After the break, we turned to a discussion of the reading which led, in a not entirely linear way, to my asking them about the teacher(s) that they really remembered. Several volunteered stories about those teachers they remembered, all of them with a kind of enthusiastic fondness. Then I asked them what characteristics seemed to be common in all these stories; the answers came quickly; about this they didn't have to think: warm, caring, happy, enthusiastic, energetic. In other words, all strictly personal characteristics.

Not a word about mastery of subject or skill in the techniques of delivery; nothing about either content or method.

What they cared about had nothing to do with content and everything to do with character.

Those who do not live in the world of public schools and who don't pay much attention to public schooling as a political issue will not be aware that ever since the publication of the federal pamphlet "A Nation at Risk" in 1983, the several states and later the federal government have devoted tremendous amounts of time, money, and human capital to the process of defining what the content should be. First the individual states defined their own academic content standards and now, with the new Core Content Standards, there is something very close to a set of national academic content standards.

How to reconcile this very focused emphasis by all those responsible for creating legislation regarding public schooling with the very real life-experience of my students?

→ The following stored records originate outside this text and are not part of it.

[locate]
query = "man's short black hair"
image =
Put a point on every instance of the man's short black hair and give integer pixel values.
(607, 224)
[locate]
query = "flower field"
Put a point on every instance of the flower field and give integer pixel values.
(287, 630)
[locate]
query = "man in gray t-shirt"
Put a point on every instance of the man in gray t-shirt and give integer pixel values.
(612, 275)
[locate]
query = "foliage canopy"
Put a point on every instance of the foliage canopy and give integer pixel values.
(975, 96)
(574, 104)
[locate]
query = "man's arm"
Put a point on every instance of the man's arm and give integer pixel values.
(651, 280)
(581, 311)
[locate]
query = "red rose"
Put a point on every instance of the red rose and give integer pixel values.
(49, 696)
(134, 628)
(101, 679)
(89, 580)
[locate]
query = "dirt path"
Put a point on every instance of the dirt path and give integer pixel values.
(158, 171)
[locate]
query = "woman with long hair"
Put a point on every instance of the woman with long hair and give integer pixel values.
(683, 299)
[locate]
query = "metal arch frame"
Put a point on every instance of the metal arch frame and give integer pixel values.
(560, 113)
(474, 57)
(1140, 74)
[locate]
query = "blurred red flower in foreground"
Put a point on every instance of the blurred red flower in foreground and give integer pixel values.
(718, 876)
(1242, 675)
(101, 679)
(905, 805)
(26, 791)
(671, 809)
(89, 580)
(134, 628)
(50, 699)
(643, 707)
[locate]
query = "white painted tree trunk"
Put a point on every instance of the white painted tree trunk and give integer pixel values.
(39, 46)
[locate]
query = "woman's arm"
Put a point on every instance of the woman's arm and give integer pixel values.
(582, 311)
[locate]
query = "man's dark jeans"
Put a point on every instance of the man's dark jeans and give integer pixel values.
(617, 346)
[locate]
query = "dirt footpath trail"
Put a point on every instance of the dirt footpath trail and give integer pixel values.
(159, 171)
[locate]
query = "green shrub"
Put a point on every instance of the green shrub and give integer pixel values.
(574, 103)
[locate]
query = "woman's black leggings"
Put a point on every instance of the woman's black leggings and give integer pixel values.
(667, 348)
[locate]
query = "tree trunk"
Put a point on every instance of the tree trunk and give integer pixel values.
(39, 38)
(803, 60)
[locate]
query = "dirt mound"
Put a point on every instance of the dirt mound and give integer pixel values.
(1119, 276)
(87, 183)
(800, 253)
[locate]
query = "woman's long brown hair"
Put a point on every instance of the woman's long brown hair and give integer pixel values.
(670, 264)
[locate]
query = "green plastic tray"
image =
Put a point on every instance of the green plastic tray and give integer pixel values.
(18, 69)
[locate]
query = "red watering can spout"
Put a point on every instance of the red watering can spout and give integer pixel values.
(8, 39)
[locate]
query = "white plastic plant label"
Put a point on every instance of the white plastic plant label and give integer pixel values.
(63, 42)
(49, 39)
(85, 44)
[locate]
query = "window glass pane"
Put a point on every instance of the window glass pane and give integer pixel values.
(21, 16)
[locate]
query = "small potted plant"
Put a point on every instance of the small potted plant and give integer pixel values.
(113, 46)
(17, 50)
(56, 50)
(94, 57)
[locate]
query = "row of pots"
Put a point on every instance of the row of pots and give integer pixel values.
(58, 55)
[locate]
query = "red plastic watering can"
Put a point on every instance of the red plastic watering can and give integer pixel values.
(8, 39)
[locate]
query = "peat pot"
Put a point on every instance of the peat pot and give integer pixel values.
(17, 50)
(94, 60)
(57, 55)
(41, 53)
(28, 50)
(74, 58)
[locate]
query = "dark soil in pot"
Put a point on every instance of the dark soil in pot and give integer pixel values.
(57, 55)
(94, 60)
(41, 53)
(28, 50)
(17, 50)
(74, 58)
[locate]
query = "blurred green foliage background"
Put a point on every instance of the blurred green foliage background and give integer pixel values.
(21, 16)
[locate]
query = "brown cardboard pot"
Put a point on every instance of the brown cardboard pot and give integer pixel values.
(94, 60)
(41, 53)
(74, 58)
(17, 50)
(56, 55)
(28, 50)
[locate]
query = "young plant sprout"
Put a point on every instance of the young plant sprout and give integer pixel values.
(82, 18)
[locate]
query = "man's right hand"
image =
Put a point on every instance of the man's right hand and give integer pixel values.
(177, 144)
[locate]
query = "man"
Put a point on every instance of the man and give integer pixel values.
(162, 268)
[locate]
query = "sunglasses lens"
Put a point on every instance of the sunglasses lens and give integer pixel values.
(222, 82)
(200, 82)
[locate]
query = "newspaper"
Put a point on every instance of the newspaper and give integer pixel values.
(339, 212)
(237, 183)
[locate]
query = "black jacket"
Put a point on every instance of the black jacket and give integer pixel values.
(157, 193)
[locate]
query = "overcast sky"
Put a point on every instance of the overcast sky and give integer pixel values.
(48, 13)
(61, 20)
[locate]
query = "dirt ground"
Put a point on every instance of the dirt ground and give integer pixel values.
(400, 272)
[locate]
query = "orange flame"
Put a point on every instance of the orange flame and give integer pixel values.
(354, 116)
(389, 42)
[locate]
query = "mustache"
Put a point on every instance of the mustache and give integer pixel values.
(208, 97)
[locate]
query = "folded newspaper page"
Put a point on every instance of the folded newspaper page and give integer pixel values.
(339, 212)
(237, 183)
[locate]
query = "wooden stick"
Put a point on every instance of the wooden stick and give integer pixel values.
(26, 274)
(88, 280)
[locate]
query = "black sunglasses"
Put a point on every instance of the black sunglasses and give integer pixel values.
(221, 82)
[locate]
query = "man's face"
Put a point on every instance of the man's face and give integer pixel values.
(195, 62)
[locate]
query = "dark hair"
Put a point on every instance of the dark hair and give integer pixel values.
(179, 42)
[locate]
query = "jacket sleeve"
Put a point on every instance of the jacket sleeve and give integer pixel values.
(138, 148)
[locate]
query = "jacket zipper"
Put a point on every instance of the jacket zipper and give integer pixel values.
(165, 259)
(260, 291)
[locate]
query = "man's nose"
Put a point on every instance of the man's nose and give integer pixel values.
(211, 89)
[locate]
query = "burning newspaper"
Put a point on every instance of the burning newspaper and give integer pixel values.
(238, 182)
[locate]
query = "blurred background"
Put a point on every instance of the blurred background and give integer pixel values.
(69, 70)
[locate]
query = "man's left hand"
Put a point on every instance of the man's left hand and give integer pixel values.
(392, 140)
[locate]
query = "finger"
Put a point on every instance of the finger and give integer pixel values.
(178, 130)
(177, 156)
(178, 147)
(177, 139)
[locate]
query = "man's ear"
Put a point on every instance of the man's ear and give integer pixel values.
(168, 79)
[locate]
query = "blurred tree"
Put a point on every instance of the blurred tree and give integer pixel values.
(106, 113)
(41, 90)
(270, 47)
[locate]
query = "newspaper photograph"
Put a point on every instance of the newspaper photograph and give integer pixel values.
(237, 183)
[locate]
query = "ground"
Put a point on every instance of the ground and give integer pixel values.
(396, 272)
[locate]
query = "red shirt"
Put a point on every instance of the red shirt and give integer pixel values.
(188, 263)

How to reconcile my own stated and oft-argued position that not only content but a very specific version of content is necessary for the development of good individuals and good citizens with my students' implicit position that what matters is the person of the teacher?

Mostly I'm going to leave this as a question, but I will say this. I think my students may be in tune with a deep truth: that elementary schools teach reading, writing, and computing, at various levels for various students; and that secondary schools provide a place for individual development by providing reasonable safety, by providing opportunities for participation in academic and other activities, and by otherwise staying out of the way. Outside of that we may have far less control than we like to think we do.

Just in case someone wants to take this as a rejection of the importance of the academic and the intellectual, I will make clear that it is not. By temperament and training, my interest is in helping students to think for themselves which requires real knowledge, not just information but deep understanding. I'd like to see much more of this than there is currently.

But imagining that we can define curriculum and then get certain predictable results --- a la the industrial model --- is, I have come to think, foolish.

But being the kind of person who touches the hearts and minds of young people, touches them with warmth and kindness and caring and enthusiastic participation in their lives at school, is not only wise but priceless.